コネチカット州井戸水のヒ素濃度

特定

ヒ素は自然に存在する金属元素で、無臭・無味です。米国環境保護庁(EPA)は、健康への影響を考慮し、ヒ素の非強制的目標濃度(MCLG)を「ゼロ」と定めています。一方、強制的な最大許容濃度(MCL)は2006年に0.010 mg/Lと設定されています。

発生源

ヒ素は土壌や鉱物層から地下水へ流出することがあります。コネチカット州の岩盤井戸における流出量は不明ですが、州東部の調査では広範囲にわたる汚染は確認されていません。ただし、南ウッドストック地区(Linemaster Switch付近)では、サンプル50本中35本に検出可能なヒ素が含まれていました。

健康影響

EPAはヒ素をヒトに対する発がん性物質と位置付けています。高濃度のヒ素が含まれる水を長期的に飲用すると、膀胱がん、肺がん、皮膚がんのリスクが上昇します。また、皮膚障害や循環器系の問題も報告されています。現在のところ、コネチカット州北東部の井戸水汚染は公衆衛生上の大きな懸念とはなっていません。

予防・対策

州認定の検査機関で井戸水のヒ素濃度を測定できます。

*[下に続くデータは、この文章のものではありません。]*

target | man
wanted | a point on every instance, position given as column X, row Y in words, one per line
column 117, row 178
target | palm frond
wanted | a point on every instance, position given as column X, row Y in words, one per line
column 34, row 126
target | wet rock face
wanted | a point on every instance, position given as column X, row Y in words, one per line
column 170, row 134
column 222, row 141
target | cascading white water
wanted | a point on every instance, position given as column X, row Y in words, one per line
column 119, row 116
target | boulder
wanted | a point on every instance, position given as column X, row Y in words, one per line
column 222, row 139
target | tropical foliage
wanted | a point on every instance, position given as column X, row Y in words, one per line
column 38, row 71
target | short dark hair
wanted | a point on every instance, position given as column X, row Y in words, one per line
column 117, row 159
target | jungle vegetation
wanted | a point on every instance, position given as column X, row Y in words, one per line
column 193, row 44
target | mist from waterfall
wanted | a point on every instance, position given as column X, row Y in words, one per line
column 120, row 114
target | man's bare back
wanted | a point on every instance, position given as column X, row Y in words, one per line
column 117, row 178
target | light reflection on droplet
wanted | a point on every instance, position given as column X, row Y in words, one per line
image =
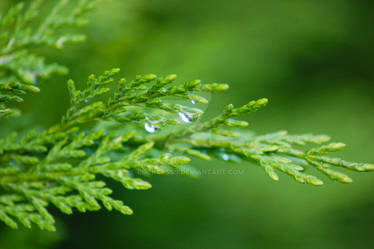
column 225, row 157
column 150, row 128
column 184, row 117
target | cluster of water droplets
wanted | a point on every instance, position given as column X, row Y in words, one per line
column 151, row 128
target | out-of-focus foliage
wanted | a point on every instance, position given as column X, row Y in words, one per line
column 312, row 59
column 20, row 33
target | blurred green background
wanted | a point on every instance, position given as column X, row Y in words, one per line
column 312, row 59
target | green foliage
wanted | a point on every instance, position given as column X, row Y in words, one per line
column 21, row 32
column 124, row 130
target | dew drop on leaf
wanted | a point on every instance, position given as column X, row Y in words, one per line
column 184, row 117
column 150, row 128
column 225, row 157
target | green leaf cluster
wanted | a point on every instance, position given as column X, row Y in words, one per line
column 125, row 131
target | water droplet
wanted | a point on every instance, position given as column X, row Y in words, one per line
column 184, row 117
column 225, row 157
column 150, row 128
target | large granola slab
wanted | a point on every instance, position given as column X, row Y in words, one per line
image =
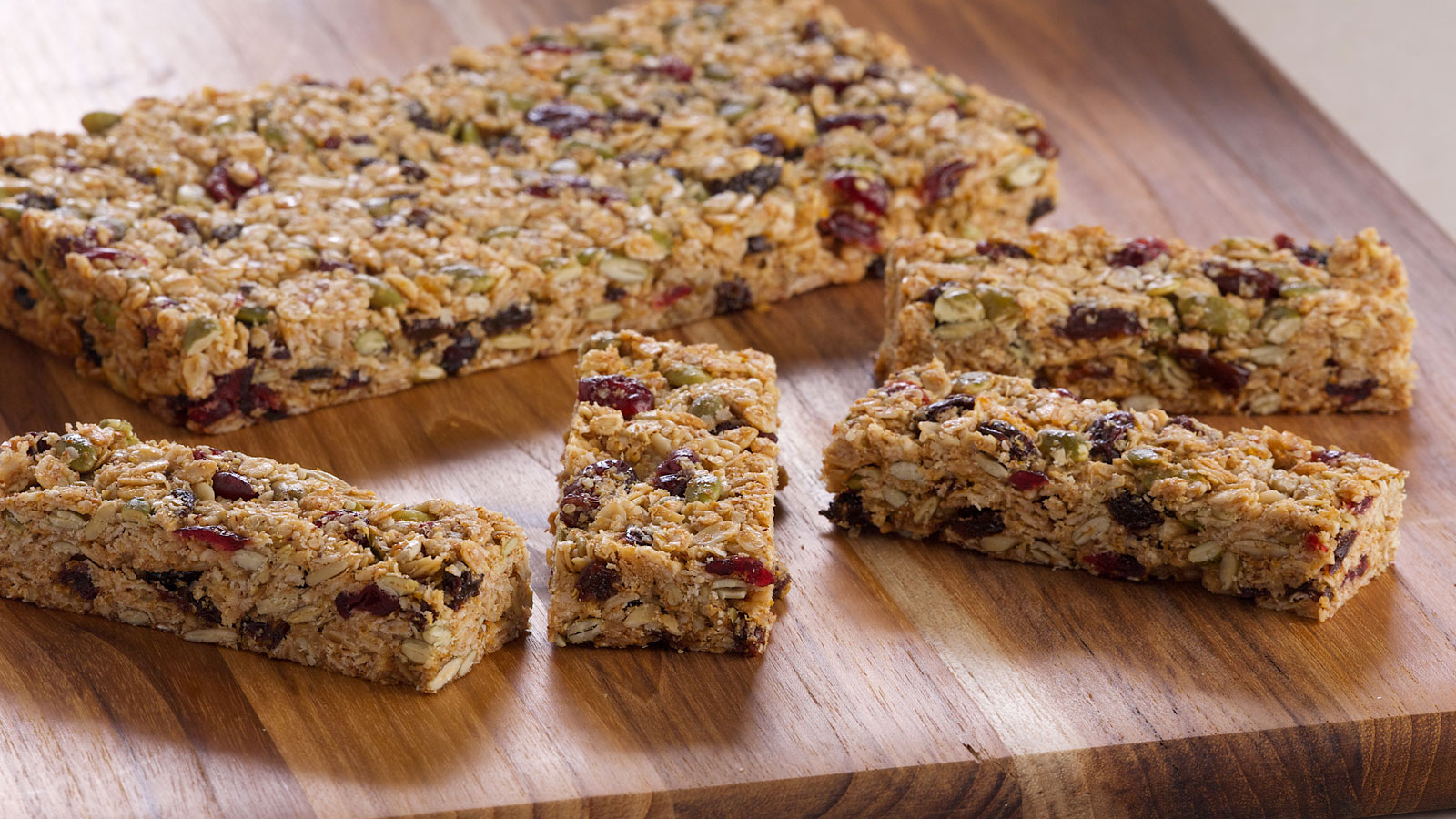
column 664, row 530
column 248, row 552
column 1242, row 327
column 1001, row 467
column 244, row 256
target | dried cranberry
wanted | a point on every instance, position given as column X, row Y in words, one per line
column 1249, row 281
column 561, row 118
column 670, row 66
column 266, row 632
column 597, row 581
column 1351, row 392
column 1116, row 564
column 76, row 576
column 756, row 181
column 733, row 296
column 954, row 402
column 996, row 251
column 459, row 588
column 1091, row 322
column 1041, row 207
column 766, row 143
column 215, row 537
column 1138, row 252
column 848, row 511
column 852, row 230
column 370, row 598
column 744, row 567
column 1016, row 440
column 943, row 179
column 1040, row 140
column 973, row 522
column 873, row 194
column 1133, row 511
column 676, row 470
column 672, row 295
column 460, row 351
column 1225, row 376
column 622, row 394
column 509, row 319
column 851, row 120
column 1028, row 480
column 233, row 487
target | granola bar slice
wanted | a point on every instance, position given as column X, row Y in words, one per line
column 1001, row 467
column 233, row 257
column 248, row 552
column 1242, row 327
column 664, row 531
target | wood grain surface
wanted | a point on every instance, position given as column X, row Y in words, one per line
column 903, row 678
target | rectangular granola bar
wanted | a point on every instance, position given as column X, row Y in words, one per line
column 1001, row 467
column 244, row 256
column 248, row 552
column 664, row 531
column 1242, row 327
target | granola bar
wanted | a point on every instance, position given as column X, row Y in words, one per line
column 1242, row 327
column 244, row 256
column 664, row 531
column 1001, row 467
column 248, row 552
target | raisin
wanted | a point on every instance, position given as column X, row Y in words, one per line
column 1351, row 392
column 459, row 588
column 1116, row 564
column 233, row 487
column 266, row 632
column 622, row 394
column 676, row 470
column 1138, row 252
column 733, row 296
column 973, row 522
column 1089, row 322
column 744, row 567
column 597, row 581
column 756, row 181
column 848, row 511
column 1225, row 376
column 76, row 576
column 1133, row 511
column 943, row 179
column 370, row 598
column 1016, row 440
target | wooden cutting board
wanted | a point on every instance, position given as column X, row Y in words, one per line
column 903, row 678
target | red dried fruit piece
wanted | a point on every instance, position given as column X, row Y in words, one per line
column 670, row 66
column 744, row 567
column 597, row 581
column 873, row 194
column 1138, row 252
column 1040, row 140
column 1116, row 564
column 1225, row 376
column 943, row 179
column 623, row 394
column 852, row 230
column 233, row 487
column 1133, row 511
column 851, row 120
column 215, row 537
column 370, row 598
column 1028, row 480
column 676, row 470
column 1091, row 322
column 672, row 295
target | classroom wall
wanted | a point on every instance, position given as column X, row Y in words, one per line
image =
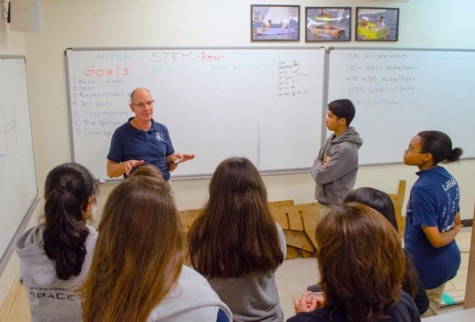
column 207, row 23
column 11, row 43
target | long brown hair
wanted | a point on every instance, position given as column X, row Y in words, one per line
column 380, row 201
column 139, row 252
column 361, row 262
column 69, row 188
column 235, row 234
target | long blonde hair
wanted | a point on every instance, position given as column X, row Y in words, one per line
column 139, row 252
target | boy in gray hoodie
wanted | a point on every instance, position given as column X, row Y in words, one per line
column 335, row 168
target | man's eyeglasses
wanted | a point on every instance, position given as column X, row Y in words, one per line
column 413, row 151
column 142, row 105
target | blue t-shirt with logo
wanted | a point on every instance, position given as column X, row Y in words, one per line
column 434, row 202
column 152, row 146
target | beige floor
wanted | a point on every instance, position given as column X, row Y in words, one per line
column 295, row 275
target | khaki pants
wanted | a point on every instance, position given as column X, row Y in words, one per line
column 435, row 298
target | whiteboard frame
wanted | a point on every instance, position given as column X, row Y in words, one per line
column 330, row 49
column 203, row 175
column 6, row 255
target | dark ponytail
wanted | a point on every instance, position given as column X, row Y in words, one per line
column 68, row 188
column 439, row 145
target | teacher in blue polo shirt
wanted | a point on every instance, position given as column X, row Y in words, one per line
column 142, row 140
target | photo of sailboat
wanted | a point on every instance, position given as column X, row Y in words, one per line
column 275, row 23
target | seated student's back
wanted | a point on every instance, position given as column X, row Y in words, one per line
column 381, row 202
column 55, row 256
column 361, row 264
column 236, row 244
column 137, row 272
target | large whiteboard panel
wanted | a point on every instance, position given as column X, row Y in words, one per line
column 265, row 104
column 398, row 93
column 18, row 189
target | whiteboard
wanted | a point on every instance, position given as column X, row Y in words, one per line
column 18, row 189
column 400, row 92
column 265, row 104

検査で基準を超える場合、逆浸透(RO)システムや蒸留装置で処理することが有効です。飲料水だけを対象にすれば、キッチンシンクに「ポイント・オブ・ユース」型の浄水装置を設置するだけで簡単に対策できます。

専門家の見解

ヒ素は飲料水以外でも人体に取り込まれます。米国食品医薬品局(FDA)の総合食事調査によると、食品中の無機ヒ素の平均摂取量は、0.005 mg/Lのヒ素を含む水を2リットル飲む量に相当します。海産物もヒ素を多く含む食品の一つです。